5G Unleashed – Partie 1

Beaucoup d’enjeux se trament autour de la 5G et il est grand temps pour nous tous de la démystifier pour en comprendre les réelles portées stratégiques. A peine normalisée par le « forum » 3GPP dans sa version 15 SA (stand alone), la 5G est une priorité pour les opérateurs mais nourrit de plus en plus de fantasmes quant aux usages pressentis et aux orientations technologiques qu’elle doit prendre.

C'est quoi la 5G Unleashed : part 1

Au-delà des questions pratiques habituelles sur les équipementiers télécoms à choisir ou les modalités de déploiement efficace à adopter, se posent d’autres questions liées, elles, au business model et surtout, aux applications pratiques et à la valeur de cette mise à niveau technologiques. Et sur ce sujet, comme pour tout sujet naissant, chacun y va de sa propre hypothèse, pariant sur un avenir doré, dopé par de nouveaux usages tels que la smart city ou le véhicule autonome.

Mais, si les opportunités à venir sont probablement multiples, elles ne donnent pas aujourd’hui une visibilité claire sur les dates de mises à disposition des réseaux en France, ceux-ci comptent actuellement plus de 15.000 sites radio 4G et vont devoir être doublés dans le cadre de la densification imposée par le déploiement de la 5G, un véritable challenge technique et économique pour les opérateurs.

Décryptage.

 

La 5G, c’est quoi ?

Dans les allées du Mobile World Congress de Barcelone, on ne parle plus que de cela, mais soyons pragmatiques : la 5G, c’est tout d’abord une évolution technologique portée par les constructeurs, dont le business model impose la mise en place régulière de nouveaux équipements pour garantir des revenus et une forme de récurrence à long terme – en témoignent les premières discussions autour de la 6G (!), qui ont déjà été lancées début 2018.

La 5G promet une augmentation significative de la bande passante disponible entre un terminal mobile et un réseau de contenus hébergés dans des Datacenters Cloud : en effet, grâce à la 5G, les débits passeront de 20 Mbps pointe à 100 Mbps garantis, avec la promesse d’atteindre un maximum de 1 Gbps (Gigabit/seconde), soit des capacités de transferts de données en nette hausse en rapport à la 4G et ce, dès l’horizon 2022.

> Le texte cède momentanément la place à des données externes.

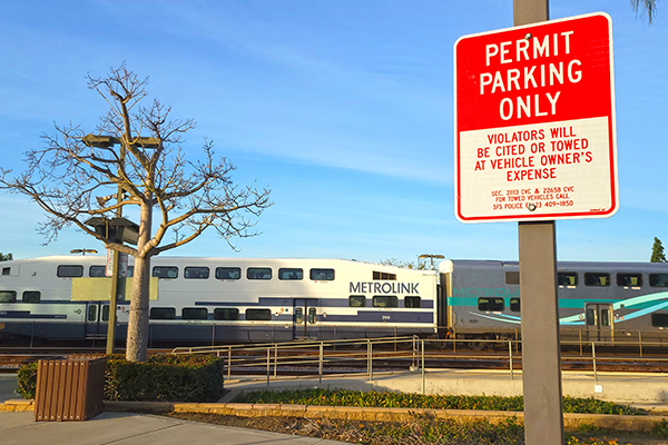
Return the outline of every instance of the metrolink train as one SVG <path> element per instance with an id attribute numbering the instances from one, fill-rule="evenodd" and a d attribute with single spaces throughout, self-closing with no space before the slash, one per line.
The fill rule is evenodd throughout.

De nouvelles fréquences du spectre hertzien deviennent désormais exploitables, car la technologie utilise les transferts multi-bandes parallélisés. On ajoutera aux traditionnels LTE 800 (B20), 1800(B3), 2600(B7) les longueurs d’ondes à 700 Mhz et 3,5 Ghz qui élargissent la couverture et le transfert de données. Les fréquences basses (<1 Ghz) permettent une meilleure pénétration au cœur des bâtiments et garantissent des portées plus importantes pour couvrir le territoire plus efficacement à moindres frais (idéal pour les opérateurs alternatifs).

 

 Quelles applications pour quelle évolution de la 5G ?

Ce gain de bande passante induit de nouveaux usages liés à la mobilité. Si tous n’ont pas le même intérêt (la 5G pour les réseaux de secours vs Netflix en super HD sur un mobile par exemple), de nouvelles sources de création de valeur sont désormais possibles, comme la collecte de données pour des marchés qualifiés de gisements de croissance : la smart city, Industrie 4.0, E-santé et tous les dérivés « smart » en général.  Et qui dit nouveaux usages, dit nouvelles opportunités pour les start-ups qui doivent se préoccuper rapidement de l’augmentation future des débits dans leurs roadmap de R&D (opportunité business, mais contraintes P&L).

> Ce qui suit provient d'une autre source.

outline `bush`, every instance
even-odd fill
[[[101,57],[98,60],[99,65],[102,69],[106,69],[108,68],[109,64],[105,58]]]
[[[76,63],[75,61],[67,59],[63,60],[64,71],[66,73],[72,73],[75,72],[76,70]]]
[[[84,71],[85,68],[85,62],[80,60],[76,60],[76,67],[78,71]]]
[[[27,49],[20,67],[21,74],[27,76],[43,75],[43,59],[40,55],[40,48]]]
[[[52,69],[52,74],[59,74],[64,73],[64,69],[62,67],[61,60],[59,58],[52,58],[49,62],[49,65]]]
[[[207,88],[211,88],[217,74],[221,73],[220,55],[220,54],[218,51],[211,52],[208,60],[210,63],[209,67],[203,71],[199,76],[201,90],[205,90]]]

Gageons que cela permette enfin d’envisager sérieusement de consacrer l’IoT autour d’un protocole universel à haut débit, là où, aujourd’hui, l’on doit miser sur LoRa, Sigfox, NB-IOT ou la 2G et prendre des paris risqués sur le potentiel vainqueur que les évolutions techniques et financières n’épargneront pas dans le temps.

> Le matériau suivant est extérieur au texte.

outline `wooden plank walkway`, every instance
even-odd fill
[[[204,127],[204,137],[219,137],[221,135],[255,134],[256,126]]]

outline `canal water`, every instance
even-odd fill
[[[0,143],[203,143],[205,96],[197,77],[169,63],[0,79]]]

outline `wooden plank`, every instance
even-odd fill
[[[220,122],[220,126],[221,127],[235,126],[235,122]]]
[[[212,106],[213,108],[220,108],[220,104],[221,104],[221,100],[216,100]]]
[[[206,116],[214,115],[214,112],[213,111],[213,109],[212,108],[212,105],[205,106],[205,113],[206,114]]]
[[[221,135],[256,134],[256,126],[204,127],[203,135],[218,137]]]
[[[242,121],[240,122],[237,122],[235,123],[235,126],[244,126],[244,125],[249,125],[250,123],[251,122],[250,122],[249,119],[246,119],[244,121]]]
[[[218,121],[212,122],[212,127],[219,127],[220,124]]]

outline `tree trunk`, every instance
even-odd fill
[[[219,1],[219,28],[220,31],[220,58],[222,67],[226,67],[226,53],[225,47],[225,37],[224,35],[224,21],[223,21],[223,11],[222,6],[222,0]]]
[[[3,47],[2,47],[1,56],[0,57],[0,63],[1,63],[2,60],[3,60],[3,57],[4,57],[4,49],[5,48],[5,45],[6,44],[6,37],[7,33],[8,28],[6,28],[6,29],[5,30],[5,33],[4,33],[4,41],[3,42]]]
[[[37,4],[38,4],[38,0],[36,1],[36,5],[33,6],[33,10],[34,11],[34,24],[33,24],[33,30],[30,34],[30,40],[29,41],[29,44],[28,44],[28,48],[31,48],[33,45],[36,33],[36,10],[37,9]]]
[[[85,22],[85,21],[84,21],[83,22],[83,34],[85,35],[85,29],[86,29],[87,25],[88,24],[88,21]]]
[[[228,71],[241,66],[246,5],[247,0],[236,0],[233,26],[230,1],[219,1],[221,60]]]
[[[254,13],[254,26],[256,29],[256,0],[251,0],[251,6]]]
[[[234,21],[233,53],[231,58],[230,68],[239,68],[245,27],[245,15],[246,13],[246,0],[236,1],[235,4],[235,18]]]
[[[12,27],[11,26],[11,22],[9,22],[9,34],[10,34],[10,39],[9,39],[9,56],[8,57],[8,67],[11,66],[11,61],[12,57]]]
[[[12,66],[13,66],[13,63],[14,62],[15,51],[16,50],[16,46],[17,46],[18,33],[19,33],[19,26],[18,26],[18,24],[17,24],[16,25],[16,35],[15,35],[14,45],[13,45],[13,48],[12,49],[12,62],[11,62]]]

Clairement, le standard des opérateurs de demain sera la 5G, qu’elle soit publique ou déployée sous forme de réseaux privés pour des collectivités par exemple. Car il est évident que si tout le monde parle dans les mêmes conditions, des déploiements seront nativement inter-opérables (donc plus efficients) et cela ouvrira la porte à des marchés publics réalistes (et non pas des sommes d’expérimentations qui aboutissent rarement, faute de pérennité technique et financière).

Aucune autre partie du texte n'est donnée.